また、インターネットを活用して、緊急の調査や情報交換のキーマンにもなっていただいています。
 
Q. 内規にある表彰規定について説明して下さい。
A. 感謝状贈呈規定

本会会員で、次の条件を満たしたものに対し、感謝状を贈呈することになっています。

特別支援学校長(知的障害校)として4年以上勤務し定年退職した会員。感謝状は、6月に行われる全知長総会において、会長から表彰者を報告。表彰者には事務局から郵送しています。
 
Q. 「精神薄弱」から「知的障害」になった経偉は……?
A. 用語に関しては、育成会など関係団体が、他の語に改めようと運動を続けてきました。平成5年11月、日本精神薄弱者福祉連盟は、1)症候名は「精神遅滞」、2)障害区分は「知的障害」と決定。その後厚生省研究班が発足し、平成7年7月、報告書が提出されました。その骨子は、1)「知的障害」を「知的発達障害」または、簡略化して「知的障害」とする。2)「知的障害児・者」については「知的発達に障害のある人」または、それを簡略化して「知的障害のある人」とする、という内容です。しかし平成10年9月18日に、参議院本会議において「精神薄弱」という用語を変える法律(精神薄弱の用語の整理のため関係法律の一部を改正する法律)が可決・成立し、11年4月からは全ての法律が「知的障害」となりました。

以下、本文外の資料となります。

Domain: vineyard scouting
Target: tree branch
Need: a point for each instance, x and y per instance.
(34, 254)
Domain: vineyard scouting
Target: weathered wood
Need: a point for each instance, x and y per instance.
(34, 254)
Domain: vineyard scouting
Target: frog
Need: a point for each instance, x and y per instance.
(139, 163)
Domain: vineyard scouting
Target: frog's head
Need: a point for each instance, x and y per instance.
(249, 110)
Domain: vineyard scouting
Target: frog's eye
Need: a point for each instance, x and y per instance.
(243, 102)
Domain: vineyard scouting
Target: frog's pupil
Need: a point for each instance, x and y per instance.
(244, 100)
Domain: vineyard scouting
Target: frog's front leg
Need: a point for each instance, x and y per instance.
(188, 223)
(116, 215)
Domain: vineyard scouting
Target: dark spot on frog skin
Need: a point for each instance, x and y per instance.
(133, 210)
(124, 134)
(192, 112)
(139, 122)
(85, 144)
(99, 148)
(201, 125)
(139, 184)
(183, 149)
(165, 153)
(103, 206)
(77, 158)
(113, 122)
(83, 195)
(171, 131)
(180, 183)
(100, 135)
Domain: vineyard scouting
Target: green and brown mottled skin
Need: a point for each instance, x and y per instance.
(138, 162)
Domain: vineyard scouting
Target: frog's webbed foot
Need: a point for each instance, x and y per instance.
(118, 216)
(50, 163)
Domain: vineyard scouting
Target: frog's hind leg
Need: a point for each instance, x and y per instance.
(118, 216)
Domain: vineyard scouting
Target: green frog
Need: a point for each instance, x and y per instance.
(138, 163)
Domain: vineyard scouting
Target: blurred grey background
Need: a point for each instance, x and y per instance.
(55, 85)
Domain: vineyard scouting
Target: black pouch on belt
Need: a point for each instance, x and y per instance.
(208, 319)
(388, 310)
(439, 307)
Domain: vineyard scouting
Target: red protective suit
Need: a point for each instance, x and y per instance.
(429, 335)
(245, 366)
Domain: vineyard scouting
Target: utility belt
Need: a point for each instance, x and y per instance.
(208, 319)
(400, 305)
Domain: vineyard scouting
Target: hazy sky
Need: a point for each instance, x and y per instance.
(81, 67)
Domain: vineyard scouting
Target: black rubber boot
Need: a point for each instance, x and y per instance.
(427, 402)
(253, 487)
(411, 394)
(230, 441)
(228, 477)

本会においても、「教育課程の基準の改善について(答申)」において「知的障害者を教育する学校」と表記されたこと、国会でとり上げられていること等により、平成10年8月の研究大会(北海道大会)において臨時総会を開催し、「全国知的障害養護学校長会」と名称変更し、会則の改正も行いました。また、平成19年4月1日の特別支援教育の本格実施に合わせて、「全国特別支援学校知的障害教育校長会」と名称変更し、会則の改正も行いました。